The present invention relates to a development apparatus for developing latent electrostatic images to visible or transferable images of high quality for use in electrophotographic copying apparatus, electrostatic recording apparatus, facsimile apparatus or other recording apparatus. More particularly, the present invention relates to a development apparatus of the above described type in which a development roller is in arc-contact with a latent-electrostatic-image-bearing flexible recording medium and is capable of supplying a sufficient amount of toner to the recording medium for development of the latent electrostatic images, without requiring any delicate adjustment of the gap between the development roller and the recording medium or of the gap between the development roller and a doctor blade for regulating the thickness of a toner layer on the development roller, and without increasing the rotary speed of the development roller to conventional high speeds, and in which the doctor blade is also capable of performing charge injection to the toner with high efficiency, whereby images can be developed with high quality with a minimum of deposition of toner on the background.

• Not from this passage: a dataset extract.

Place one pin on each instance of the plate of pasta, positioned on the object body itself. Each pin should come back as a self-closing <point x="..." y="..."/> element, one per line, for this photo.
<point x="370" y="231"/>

In a conventional development apparatus for developing latent electrostatic images by toner for use in an electrophotographic or electrostatic image recording system, the toner is supplied to a latent-electrostatic-image-bearing recording medium by a development roller carrying a thin layer of the toner thereon, regulated to a predetermined thickness by a doctor blade, with a certain gap maintained accurately between the development roller and the recording medium. Usually, in such a development apparatus, it is necessary to maintain accurately the gap between the development roller and the recording medium so as to be slightly greater than the gap between the development roller and the doctor blade. Therefore, it is necessary that the members for maintaining those gaps and other relevant members be made with high assembly accuracy.
Furthermore, in the above-described conventional apparatus, the effective development area between the development roller and the latent-electrostatic-image-bearing recording medium, where latent electrostatic images are developed by toner being transferred from the development roller to the recording medium, is inevitably small due to the above-described gap between the development roller and the recording medium and the conventional shapes of the development roller and the recording medium (the recording medium is typically a cylindrical drum). When the development area is small, there is the risk that a sufficient amount of toner for development will not always be supplied to the recording medium. Accordingly, there is the risk that images of high quality will not always be obtained. Therefore, in a conventional development apparatus of the above-described type, in order to minimize the above risk, the development roller is rotated at speeds as high as 4 to 5 times the peripheral rotary speed of the recording medium in an effort to guarantee availability of sufficient toner.
Furthermore, in the case where latent electrostatic images formed on a recording medium are developed to visible images by use of a high-resistivity one-component-type magnetic toner, it is necessary that the quantity of electric charges in each toner particle be great in order to obtain developed images of high quality and still not cause toner deposition on the background thereof.
In particular, in the case of an image-transfer type recording system employing an electrostatic recording process using a dielectric recording medium, it is extremely difficult to quench charges on the recording medium before formation of latent electrostatic images. Therefore, the recording medium is uniformly pre-charged to a certain surface potential before latent electrostatic images are formed, and latent electrostatic images are then formed by applying voltages to the pre-charged recording medium so as to partially quench the former charges in the form of latent electrostatic images, by use of a multi-stylus head or the like.
In the above-mentioned type recording system, if the quantity of charges in each toner particle is insufficient, the toner is deposited markedly on the background, and, as a matter of course, the obtained image quality is significantly reduced. In order to eliminate such shortcomings, in a conventional development apparatus of the type employing a development roller comprising a rotatable non-magnetic, metallic, cylindrical sleeve for forming a magnetic brush thereon, with a stationary inner magnetic roller therein, voltage is applied to the surface of a layer of magnetic toner on the non-magnetic sleeve so as to electrically charge the magnetic toner. However, by that method, the toner cannot be electrically charged sufficiently for obtaining high image quality with avoidance of deposition of the toner on the background.